Foram, as duas, para o parquinho. Ayla subiu e desceu do escorrega várias vezes, balançou o mais alto que conseguiu, correu como uma doida e se rachou de tanto rir jogando terra para o alto. Mariana olhava a tudo quietinha, morrendo de vontade de matar o medo e brincar com sua amiga. Ayla percebeu o desejo de Mariana. Imunda e feliz, aproximou-se:

  • Olha, estou suja. Não tem problema, sabia?

  • Parece que não.

  • Você não quer brincar também?

  • É que eu tenho medo...

  • Ah, deixa de ser boba! Não precisa ter medo!

E então Ayla subiu no banco da praça e pulou para o chão, às gargalhadas. Mariana chegou a fechar os olhos, pensando que a amiga ia se quebrar toda. Nada! Ayla subia e descia pulando do banco, feliz da vida. Mariana não acreditava no que via.

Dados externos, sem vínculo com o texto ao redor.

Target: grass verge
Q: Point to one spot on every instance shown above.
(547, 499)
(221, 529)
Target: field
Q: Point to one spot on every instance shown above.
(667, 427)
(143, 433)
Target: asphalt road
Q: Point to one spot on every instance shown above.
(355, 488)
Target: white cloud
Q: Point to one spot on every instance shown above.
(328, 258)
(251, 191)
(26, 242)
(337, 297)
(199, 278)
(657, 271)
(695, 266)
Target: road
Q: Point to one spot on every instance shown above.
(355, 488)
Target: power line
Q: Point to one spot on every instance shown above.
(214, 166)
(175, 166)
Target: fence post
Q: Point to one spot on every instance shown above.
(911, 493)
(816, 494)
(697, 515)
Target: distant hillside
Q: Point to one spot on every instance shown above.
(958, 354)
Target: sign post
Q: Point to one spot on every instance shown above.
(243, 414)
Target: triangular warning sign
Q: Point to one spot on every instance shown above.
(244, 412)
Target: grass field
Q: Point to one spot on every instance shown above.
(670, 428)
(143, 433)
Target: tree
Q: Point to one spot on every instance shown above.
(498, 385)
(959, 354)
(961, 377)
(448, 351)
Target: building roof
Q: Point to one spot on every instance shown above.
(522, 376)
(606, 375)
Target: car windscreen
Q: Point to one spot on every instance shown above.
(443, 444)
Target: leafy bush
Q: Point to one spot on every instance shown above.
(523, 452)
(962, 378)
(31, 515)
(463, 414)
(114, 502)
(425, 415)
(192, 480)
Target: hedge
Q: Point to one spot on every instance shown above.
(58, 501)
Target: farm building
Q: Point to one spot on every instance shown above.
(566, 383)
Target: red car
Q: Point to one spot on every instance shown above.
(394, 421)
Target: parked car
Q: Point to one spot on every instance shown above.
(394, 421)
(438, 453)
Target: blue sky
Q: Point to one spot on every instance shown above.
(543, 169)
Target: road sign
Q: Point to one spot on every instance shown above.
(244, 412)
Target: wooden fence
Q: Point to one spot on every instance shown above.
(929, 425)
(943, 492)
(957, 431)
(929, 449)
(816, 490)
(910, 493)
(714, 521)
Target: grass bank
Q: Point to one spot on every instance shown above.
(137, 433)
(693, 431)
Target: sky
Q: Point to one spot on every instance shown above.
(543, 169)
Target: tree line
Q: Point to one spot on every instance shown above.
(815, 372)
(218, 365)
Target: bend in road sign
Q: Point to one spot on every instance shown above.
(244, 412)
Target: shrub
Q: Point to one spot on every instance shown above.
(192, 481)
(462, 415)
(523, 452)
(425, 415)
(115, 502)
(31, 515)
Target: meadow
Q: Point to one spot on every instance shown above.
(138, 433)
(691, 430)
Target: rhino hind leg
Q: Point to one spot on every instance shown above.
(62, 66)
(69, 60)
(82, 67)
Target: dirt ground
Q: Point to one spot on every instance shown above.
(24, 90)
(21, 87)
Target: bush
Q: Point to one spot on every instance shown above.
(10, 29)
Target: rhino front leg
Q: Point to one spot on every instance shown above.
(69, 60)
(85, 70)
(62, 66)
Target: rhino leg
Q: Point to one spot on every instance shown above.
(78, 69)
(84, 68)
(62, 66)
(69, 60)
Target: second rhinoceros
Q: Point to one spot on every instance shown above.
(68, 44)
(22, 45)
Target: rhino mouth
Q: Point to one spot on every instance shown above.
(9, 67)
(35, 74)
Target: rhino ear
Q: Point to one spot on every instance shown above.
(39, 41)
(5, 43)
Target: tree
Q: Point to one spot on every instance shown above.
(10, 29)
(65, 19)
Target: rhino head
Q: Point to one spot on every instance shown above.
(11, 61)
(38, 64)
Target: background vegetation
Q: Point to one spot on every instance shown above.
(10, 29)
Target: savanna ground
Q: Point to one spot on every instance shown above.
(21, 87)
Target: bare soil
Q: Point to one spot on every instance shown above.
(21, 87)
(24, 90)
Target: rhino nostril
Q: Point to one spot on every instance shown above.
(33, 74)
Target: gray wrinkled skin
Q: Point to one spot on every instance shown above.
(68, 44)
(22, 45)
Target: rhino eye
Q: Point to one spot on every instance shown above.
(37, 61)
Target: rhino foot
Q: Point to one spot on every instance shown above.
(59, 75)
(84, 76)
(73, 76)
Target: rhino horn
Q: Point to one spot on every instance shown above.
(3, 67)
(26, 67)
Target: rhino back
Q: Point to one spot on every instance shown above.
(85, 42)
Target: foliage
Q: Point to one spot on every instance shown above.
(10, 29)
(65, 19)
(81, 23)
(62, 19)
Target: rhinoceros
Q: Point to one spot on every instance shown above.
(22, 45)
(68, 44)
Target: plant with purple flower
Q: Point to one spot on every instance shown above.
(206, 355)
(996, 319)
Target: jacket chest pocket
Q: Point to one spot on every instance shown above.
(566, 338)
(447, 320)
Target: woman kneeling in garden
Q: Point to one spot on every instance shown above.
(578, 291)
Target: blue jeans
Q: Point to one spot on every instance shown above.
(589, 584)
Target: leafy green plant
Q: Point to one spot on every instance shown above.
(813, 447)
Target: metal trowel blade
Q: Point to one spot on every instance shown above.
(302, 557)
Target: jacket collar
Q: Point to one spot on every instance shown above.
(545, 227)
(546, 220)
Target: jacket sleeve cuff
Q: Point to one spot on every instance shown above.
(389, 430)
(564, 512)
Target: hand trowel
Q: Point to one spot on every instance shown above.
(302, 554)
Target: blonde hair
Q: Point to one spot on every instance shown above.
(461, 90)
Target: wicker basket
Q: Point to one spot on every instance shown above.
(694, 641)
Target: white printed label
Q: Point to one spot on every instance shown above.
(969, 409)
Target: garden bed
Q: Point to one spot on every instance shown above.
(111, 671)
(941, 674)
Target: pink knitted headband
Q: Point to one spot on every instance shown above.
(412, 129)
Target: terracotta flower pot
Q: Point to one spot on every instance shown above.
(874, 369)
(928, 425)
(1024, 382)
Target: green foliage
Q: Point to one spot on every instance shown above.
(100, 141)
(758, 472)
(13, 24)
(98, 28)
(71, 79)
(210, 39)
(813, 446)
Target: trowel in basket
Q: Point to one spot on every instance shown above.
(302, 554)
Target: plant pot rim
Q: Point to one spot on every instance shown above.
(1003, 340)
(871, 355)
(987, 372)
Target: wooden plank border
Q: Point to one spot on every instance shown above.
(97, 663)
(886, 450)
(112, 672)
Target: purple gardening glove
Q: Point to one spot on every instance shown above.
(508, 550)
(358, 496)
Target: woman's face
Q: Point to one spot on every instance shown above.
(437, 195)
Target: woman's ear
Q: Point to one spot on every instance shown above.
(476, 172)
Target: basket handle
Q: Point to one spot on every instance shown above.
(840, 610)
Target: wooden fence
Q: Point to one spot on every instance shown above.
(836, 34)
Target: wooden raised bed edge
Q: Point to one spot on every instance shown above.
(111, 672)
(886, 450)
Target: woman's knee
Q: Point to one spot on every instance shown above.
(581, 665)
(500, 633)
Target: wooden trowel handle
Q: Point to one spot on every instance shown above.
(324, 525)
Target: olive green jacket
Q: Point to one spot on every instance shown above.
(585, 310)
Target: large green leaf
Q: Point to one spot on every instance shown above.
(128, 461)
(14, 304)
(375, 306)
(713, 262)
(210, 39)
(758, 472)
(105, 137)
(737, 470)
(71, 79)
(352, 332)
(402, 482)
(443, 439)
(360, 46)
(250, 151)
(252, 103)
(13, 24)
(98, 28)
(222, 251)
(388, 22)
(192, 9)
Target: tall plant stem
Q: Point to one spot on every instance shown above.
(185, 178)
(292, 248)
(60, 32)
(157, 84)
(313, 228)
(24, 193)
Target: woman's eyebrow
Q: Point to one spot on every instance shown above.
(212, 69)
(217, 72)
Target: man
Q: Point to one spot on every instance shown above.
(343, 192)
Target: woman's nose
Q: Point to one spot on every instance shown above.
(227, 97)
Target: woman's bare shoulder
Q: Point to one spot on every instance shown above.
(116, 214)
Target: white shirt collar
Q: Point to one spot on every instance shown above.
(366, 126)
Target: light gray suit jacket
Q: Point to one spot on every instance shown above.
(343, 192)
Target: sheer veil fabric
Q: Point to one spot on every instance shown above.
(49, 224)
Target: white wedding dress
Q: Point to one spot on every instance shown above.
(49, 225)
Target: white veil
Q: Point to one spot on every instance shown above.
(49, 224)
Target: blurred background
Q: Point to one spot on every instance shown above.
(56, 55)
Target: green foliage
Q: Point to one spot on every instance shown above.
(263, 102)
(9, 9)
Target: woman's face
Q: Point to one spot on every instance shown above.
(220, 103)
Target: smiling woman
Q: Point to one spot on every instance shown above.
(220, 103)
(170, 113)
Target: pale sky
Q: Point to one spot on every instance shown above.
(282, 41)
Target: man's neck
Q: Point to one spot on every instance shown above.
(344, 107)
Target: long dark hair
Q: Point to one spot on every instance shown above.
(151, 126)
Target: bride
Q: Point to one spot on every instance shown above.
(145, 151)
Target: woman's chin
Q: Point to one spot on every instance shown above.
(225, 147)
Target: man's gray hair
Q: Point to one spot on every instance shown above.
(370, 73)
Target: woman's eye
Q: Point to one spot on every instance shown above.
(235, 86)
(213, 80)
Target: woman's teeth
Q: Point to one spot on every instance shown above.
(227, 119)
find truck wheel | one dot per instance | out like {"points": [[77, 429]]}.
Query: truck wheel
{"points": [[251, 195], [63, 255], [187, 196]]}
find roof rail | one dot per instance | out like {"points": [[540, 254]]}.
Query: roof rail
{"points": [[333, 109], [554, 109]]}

Ela não se machucou vez nenhuma! E ainda parecia gostar disto. Ayla se aproximou e disse:

  • A minha amiga Carol que me ensinou a pular assim. Ela sobe no sofá e dá um salto para o chão, sabe? Depois sobe e dá um salto ainda maior. Ela tem esta mania de sapo de pular pular. Eu brinco junto com ela e acabei pegando a mania. Vem, também!

Então, Ayla pegou a mão de Mariana e a levou para cima do banco, puxou-a para um salto estabanado no ar. Mariana tremia toda. Quando pisou no chão, era um misto de dúvida e felicidade. Não acreditava que não tinha se machucado. Como era bom pular! Subiu de volta no banco e pulou uma, duas, três, quinze vezes. Depois foi para o escorrega, para o balanço e se sujou na terra o mais que pôde. Correu atrás de Ayla e caiu. Ayla riu e disse: 'levanta logo!' Levantou, riu e continuou correndo. Caiu outras vezes. Levantou todas elas, inteira – fora um ou outro raladinho no joelho, que quase não doíam.

Ao voltar para casa, encardida de tanta sujeira, Mariana estava feliz. Sua mãe, no entanto, quse desmaiou ao ver a filha tão suja e começou a falar que:

'Voce podia ter se machucado feio!'

'Você podia ter rasgado o vestido!'

'Você podia ter perdido um sapato!'

Mariana riu e não discutiu. Disse apenas:

  • Eu podia uma porção de coisas ruins. E, no entanto, só aconteceram coisas boas! Eu podia ter me machucado, ao invés, me diverti muito. Eu não tenho mais medo. Se você quiser, eu te ensino a perder o seu, também!

E antes que a mãe de Mariana respondesse algo, a menina a pegou pela mão e subiu com ela no sofá. Puxou-a para o chão, dando um salto tão torto que as duas caíram, uma por cima da outra no tapete da sala. Mariana começou a rir. Sua mãe riu junto, aproveitando da felicidade da filha.

Deste dia em diante, Mariana nunca mais teve medo. De nada! Sua mãe ainda tem medo que aconteça alguma coisa com a filha. Mas tem aprendido, aos poucos, a não passar os seus medos adiante. Afinal, só se é criança uma vez. E ter medo, é bom para quê?